PySpark distinct vs dropDuplicates

| *** Please Subscribe for Ad Free & Premium Content ***

Post author:Naveen Nelamali
Post category:PySpark
Post last modified:March 27, 2024
Reading time:6 mins read

You are currently viewing PySpark distinct vs dropDuplicates

What is the difference between PySpark distinct() vs dropDuplicates() methods? Both these methods are used to drop duplicate rows from the DataFrame and return DataFrame with unique values. The main difference is distinct() performs on all columns whereas dropDuplicates() is used on selected columns.

PySpark distinct()
PySpark dropDuplicates()

1. Differences Between PySpark distinct vs dropDuplicates

The main difference between distinct() vs dropDuplicates() functions in PySpark are the former is used to select distinct rows from all columns of the DataFrame and the latter is used select distinct on selected columns.

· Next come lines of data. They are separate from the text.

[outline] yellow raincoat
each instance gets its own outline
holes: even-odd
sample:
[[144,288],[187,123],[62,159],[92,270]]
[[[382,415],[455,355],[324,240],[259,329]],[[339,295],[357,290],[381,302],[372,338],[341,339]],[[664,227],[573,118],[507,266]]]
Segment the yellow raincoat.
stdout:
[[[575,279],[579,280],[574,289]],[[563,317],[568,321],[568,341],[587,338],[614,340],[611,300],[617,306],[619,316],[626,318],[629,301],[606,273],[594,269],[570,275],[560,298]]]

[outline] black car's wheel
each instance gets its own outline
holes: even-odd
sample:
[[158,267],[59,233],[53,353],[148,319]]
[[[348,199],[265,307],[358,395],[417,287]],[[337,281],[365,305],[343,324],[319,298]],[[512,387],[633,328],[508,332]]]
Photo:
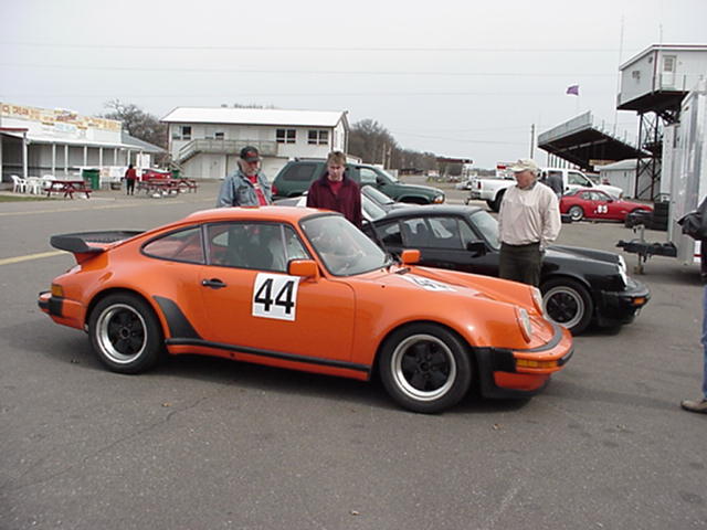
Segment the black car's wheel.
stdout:
[[594,303],[589,292],[573,279],[550,279],[540,286],[545,312],[572,335],[587,329],[592,319]]
[[498,212],[500,210],[500,203],[504,200],[504,193],[506,192],[506,190],[500,190],[497,194],[496,194],[496,199],[494,199],[494,201],[489,204],[490,209],[494,212]]
[[568,212],[572,221],[581,221],[584,218],[584,210],[582,206],[571,206]]
[[138,373],[152,368],[163,351],[162,331],[152,308],[128,293],[101,300],[88,318],[98,360],[109,370]]
[[423,413],[455,405],[472,381],[465,344],[433,324],[415,324],[393,332],[381,350],[379,371],[395,402]]

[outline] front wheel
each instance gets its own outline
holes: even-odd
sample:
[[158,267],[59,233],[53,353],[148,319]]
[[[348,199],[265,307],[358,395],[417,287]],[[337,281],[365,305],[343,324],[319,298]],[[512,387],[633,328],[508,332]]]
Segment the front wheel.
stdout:
[[458,403],[472,381],[465,344],[433,324],[415,324],[393,332],[381,350],[379,372],[398,404],[428,414]]
[[580,335],[592,319],[594,303],[589,292],[573,279],[550,279],[540,286],[546,315],[555,324],[564,326],[572,335]]
[[582,206],[572,206],[567,213],[570,214],[572,221],[581,221],[584,218],[584,210],[582,210]]
[[98,360],[114,372],[144,372],[163,352],[155,311],[129,293],[109,295],[96,305],[88,318],[88,335]]

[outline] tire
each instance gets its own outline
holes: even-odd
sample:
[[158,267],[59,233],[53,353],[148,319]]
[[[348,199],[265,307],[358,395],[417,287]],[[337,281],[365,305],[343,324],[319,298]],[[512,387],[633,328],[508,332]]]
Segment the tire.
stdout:
[[394,331],[383,343],[378,369],[386,391],[399,405],[426,414],[458,403],[472,382],[466,344],[434,324]]
[[496,199],[494,199],[493,204],[490,204],[490,209],[498,213],[498,211],[500,210],[500,203],[504,200],[504,193],[506,193],[506,190],[500,190],[498,193],[496,193]]
[[572,222],[581,221],[582,219],[584,219],[584,210],[582,210],[582,206],[570,206],[567,213],[569,213],[570,218],[572,218]]
[[582,333],[592,319],[594,303],[587,288],[569,278],[550,279],[540,286],[542,307],[548,318],[570,330]]
[[88,335],[98,360],[114,372],[149,370],[165,351],[155,311],[129,293],[108,295],[96,305],[88,318]]

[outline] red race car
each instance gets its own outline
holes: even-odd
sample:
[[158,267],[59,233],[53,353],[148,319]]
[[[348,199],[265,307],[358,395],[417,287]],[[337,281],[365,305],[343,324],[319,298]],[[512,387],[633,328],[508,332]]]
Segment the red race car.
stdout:
[[632,212],[652,212],[653,206],[642,202],[614,199],[600,190],[579,189],[562,195],[560,212],[569,213],[572,221],[582,219],[606,219],[624,221]]

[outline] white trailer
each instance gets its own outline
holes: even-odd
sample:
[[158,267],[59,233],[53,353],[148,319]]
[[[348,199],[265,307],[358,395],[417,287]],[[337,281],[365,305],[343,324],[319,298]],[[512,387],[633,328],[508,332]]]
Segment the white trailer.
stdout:
[[[639,255],[637,273],[652,255],[673,256],[682,264],[699,263],[699,242],[683,234],[677,221],[697,210],[707,195],[707,80],[700,81],[680,105],[679,124],[674,127],[674,147],[663,176],[671,182],[666,243],[648,243],[643,237],[620,241],[616,246]],[[636,230],[634,229],[634,230]]]

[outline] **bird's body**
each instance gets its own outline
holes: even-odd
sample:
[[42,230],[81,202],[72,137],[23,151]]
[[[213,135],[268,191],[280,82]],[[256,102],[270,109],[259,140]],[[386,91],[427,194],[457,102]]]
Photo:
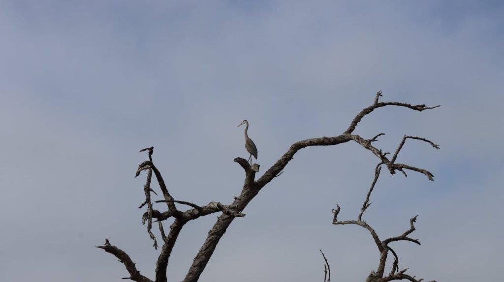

Let’s create a DataFrame and run some examples to understand the differences.


# Import
from pyspark.sql import SparkSession
spark = SparkSession.builder.appName('SparkByExamples.com').getOrCreate()

# Prepare data
data = [("James", "Sales", 3000), \
    ("Michael", "Sales", 4600), \
    ("Robert", "Sales", 4600), \
    ("James", "Sales", 3000)
  ]
columns= ["employee_name", "department", "salary"]

# Create DataFrame
df = spark.createDataFrame(data = data, schema = columns)
df.printSchema()
df.show(truncate=False)

Yields below output.

2. PySpark distinct()

pyspark.sql.DataFrame.distinct() is used to get the unique rows from all the columns from DataFrame. This function doesn’t take any argument and by default applies distinct on all columns.

2.1 distinct Syntax

Following is the syntax on PySpark distinct. Returns a new DataFrame containing the distinct rows in this DataFrame


# Syntax
DataFrame.distinct()

2.2 distinct Example

Let’s see an example


# Using distinct()
distinctDF = df.distinct()
distinctDF.show(truncate=False)

3. PySpark dropDuplicates

pyspark.sql.DataFrame.dropDuplicates() method is used to drop the duplicate rows from the single or multiple columns. It returns a new DataFrame with duplicate rows removed, when columns are used as arguments, it only considers the selected columns.

3.1 dropDuplicate Syntax

drop_duplicates() is an alias for dropDuplicates().


# Syntax
DataFrame.dropDuplicates(subset=None)

3.2 dropDuplicates() Example

Let’s see an example.


# Using dropDuplicates on multiple columns
dropDisDF = df.dropDuplicates(["department","salary"])
dropDisDF.show(truncate=False)

# Using dropDuplicates on single column
dropDisDF = df.dropDuplicates(["salary"]).select("salary")
dropDisDF.show(truncate=False)
print(dropDisDF.collect())

4. Complete Example of distinct vs dropDuplicates

Following is a complete example of demonstrating the difference between distinct vs dropDuplicates functions.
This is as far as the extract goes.